WolfeStreetTravel runs on Excel.
Logistically, our Christmas Southeast Asia trip (because who doesn’t think of Christmas when one thinks of Cambodia?), has been a complex planning process. But because we’re getting from one place to another by plane, this hasn’t been nearly as much as a challenge as when we’re dealing with trains, planes, automobiles, AND ferries that don’t run every day, as was the case (with the exception of trains) for our foray into Slovenia, Croatia, and Montenegro more than a dozen years ago.
So, for our Southeast Asia trip, the itinerary has (mostly) been refined and looks like this, in the world of X and Y axes:
Red is travel time, green free time, and blue represents engagements. The yellow layover is a yet to be addressed long – but not really long – layover in Bangkok on the way back.
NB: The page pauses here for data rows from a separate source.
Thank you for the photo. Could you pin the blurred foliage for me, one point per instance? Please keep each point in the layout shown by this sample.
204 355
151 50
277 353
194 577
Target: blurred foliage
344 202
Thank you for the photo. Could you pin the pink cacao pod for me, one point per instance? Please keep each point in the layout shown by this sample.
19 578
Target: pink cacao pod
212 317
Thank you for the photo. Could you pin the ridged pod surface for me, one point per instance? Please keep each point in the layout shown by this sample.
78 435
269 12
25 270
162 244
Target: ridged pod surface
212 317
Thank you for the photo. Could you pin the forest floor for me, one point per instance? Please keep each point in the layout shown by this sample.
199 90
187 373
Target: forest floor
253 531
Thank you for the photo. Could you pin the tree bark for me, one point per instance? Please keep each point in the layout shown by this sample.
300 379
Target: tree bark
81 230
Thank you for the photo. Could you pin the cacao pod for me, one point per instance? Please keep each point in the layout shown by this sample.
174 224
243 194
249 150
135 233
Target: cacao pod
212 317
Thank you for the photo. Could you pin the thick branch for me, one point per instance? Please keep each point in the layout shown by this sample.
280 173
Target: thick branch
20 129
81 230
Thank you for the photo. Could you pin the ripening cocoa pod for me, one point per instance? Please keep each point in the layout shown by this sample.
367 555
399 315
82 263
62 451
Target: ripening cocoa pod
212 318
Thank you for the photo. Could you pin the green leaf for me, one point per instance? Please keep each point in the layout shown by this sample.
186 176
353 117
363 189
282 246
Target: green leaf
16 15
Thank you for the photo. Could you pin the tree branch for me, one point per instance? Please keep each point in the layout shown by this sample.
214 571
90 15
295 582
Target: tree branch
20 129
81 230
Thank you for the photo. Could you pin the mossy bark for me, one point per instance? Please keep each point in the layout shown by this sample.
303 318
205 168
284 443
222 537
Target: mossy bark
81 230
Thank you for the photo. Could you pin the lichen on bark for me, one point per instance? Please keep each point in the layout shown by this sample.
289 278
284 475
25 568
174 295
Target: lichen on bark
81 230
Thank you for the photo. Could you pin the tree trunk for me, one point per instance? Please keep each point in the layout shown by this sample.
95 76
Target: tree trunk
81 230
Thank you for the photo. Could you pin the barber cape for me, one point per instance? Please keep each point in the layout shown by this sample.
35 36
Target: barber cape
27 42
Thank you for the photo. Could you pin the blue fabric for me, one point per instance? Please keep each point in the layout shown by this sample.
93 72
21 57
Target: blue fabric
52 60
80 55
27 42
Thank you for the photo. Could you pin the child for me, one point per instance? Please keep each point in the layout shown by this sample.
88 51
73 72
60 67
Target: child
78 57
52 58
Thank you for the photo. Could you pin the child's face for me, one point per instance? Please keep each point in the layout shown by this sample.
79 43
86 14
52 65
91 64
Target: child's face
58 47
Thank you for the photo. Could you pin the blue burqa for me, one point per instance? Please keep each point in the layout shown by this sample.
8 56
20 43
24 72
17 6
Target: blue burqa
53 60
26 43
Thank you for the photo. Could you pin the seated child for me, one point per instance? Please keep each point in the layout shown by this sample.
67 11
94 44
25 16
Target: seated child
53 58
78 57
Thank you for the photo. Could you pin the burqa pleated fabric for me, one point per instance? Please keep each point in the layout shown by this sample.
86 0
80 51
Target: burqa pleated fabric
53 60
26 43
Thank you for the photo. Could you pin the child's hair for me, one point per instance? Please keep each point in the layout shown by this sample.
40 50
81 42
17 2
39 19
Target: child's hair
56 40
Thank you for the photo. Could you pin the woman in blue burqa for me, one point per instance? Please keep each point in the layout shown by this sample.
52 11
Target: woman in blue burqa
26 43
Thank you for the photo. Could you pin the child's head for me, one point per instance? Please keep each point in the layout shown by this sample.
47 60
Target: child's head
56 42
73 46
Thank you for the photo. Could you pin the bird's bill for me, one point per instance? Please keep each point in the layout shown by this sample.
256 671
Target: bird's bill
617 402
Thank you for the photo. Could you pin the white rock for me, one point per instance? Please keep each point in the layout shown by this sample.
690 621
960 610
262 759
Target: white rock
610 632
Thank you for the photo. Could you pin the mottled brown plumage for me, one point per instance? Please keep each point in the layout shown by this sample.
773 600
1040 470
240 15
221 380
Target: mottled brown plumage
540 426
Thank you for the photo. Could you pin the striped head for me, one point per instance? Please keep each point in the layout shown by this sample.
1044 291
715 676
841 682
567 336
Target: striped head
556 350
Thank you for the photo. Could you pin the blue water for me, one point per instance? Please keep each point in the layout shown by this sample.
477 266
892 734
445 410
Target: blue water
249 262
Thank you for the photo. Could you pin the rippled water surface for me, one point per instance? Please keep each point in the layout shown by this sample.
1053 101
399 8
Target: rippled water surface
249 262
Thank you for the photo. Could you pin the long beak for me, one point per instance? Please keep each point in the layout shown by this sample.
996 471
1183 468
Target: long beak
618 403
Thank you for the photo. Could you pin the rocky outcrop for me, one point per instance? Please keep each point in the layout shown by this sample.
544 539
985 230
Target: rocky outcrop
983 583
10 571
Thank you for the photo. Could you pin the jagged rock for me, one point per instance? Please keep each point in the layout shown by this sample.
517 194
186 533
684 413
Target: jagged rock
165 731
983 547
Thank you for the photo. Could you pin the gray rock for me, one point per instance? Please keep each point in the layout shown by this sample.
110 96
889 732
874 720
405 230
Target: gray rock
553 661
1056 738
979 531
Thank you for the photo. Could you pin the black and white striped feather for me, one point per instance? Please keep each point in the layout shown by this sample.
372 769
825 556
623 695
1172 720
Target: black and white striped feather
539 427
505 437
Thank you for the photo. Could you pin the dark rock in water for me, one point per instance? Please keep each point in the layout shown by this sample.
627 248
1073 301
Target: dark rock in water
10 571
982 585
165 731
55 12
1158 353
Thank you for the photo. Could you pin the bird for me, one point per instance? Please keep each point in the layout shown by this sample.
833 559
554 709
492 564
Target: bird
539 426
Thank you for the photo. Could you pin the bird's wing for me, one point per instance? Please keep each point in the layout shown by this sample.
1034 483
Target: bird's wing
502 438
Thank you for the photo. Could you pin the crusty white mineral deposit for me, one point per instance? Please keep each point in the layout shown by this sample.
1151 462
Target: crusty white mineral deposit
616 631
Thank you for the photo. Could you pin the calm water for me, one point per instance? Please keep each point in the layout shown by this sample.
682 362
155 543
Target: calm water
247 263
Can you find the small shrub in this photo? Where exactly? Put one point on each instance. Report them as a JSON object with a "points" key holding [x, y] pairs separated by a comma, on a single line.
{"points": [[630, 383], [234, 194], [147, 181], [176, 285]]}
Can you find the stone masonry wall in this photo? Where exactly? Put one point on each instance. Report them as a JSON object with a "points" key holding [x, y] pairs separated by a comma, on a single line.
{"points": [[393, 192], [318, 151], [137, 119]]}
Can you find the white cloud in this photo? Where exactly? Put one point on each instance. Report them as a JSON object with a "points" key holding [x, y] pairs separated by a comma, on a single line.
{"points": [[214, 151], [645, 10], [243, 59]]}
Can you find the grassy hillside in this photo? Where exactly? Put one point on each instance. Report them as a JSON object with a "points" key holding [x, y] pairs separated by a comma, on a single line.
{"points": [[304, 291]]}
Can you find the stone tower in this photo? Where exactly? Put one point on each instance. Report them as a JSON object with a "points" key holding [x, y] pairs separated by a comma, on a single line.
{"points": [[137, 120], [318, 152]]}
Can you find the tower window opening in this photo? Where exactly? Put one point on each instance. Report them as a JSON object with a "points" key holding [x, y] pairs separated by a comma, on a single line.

There’s another tab (two actually – one for planning and one for packing) that contains matrices of hotel choices, activities options, URLs to travel articles, and screenshots of (mostly) flight options and maps. One table, though, really exemplifies our planning for this trip – which locations were served by nonstop flights, versus connections, which dictated where we’d go and the sequence in which we would travel:
Greens are acceptable options, yellow are candidates (but not great), and red are unacceptable. Blue is a critical path item (the only real option if we were to include Ho Chi MInh city with the other locations we had prioritized). NS is nonstop, 1S is one stop, and the numbers are the total flight duration. We determined candidate locations to visit based on travel articles and blogs, but based our final trip on the data in this table.
Previous examples include the only travel agent-planned trip last year in Southern Africa (much simpler, as a result):
And our legendary MicroNations road trip in 2017, where travel time was everything:
Hopefully, our upcoming trip will work out as planned, but now you know how it looks before we leave!